En España hemos convertido el principio y el final de la vida en zonas de sombra. Ni se apoya a quienes quieren tener hijos, ni se cuida a quienes lo dieron todo. Tener un hijo es un lujo; envejecer con dignidad, un privilegio. Así de crudo.
Traer vida al mundo en este país se ha vuelto una decisión heroica: salarios bajos, vivienda inaccesible, horarios incompatibles, nulo apoyo institucional. Y cuando esa vida llega a su fin, la respuesta del Estado es el abandono: pensiones insuficientes, cuidados inasumibles, residencias convertidas en almacenes de cuerpos, sin supervisión ni humanidad.
A los mayores se los deja solos.

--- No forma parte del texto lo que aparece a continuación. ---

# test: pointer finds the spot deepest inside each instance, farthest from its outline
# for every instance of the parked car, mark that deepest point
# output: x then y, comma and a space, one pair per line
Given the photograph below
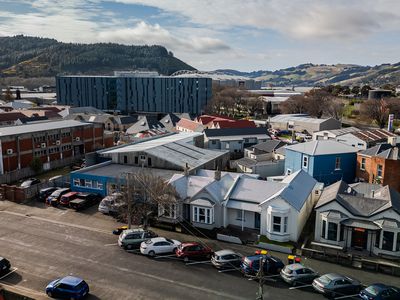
159, 245
29, 182
226, 259
333, 285
193, 250
66, 198
84, 200
111, 204
54, 198
46, 192
251, 264
5, 265
298, 273
69, 287
132, 238
380, 291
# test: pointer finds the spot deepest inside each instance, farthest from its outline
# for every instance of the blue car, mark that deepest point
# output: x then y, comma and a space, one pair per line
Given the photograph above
69, 287
380, 291
251, 264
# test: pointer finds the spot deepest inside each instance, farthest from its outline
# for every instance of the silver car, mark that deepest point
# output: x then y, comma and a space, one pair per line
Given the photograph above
298, 274
226, 259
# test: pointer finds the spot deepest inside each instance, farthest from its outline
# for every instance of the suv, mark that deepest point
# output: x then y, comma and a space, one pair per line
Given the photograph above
193, 250
4, 265
84, 200
251, 264
132, 238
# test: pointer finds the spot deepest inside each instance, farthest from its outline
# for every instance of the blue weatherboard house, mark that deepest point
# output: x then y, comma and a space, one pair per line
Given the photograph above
326, 160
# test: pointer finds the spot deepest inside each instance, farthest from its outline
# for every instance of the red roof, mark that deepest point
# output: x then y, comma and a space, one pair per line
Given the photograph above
188, 124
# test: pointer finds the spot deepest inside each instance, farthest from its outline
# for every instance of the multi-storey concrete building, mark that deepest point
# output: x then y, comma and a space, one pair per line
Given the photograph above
50, 141
130, 94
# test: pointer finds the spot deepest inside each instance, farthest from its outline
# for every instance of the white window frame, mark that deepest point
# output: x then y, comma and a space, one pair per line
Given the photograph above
338, 162
304, 163
362, 164
208, 215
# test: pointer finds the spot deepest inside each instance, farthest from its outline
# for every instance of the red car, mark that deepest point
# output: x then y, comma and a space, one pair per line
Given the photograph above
193, 250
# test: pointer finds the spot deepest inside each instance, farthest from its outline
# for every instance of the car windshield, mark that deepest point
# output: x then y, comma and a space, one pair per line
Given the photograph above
373, 290
324, 279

No pueden contratar cuidadores, no acceden a plazas públicas dignas, y las pocas que hay están saturadas o mal gestionadas. Las condiciones laborales de los trabajadores impiden el trato digno, y la supervisión es casi simbólica. Lo que no se ve no existe.
Este no es solo un fallo del sistema. Es una rendición moral. Un Estado que no protege a sus hijos ni honra a sus mayores no tiene futuro. Importamos población sin garantizar integración, mientras desatendemos a los nuestros. Es un suicidio demográfico, social y ético.
Estamos dinamitando los cimientos de nuestra casa. Y esperamos que otro venga a reconstruirla.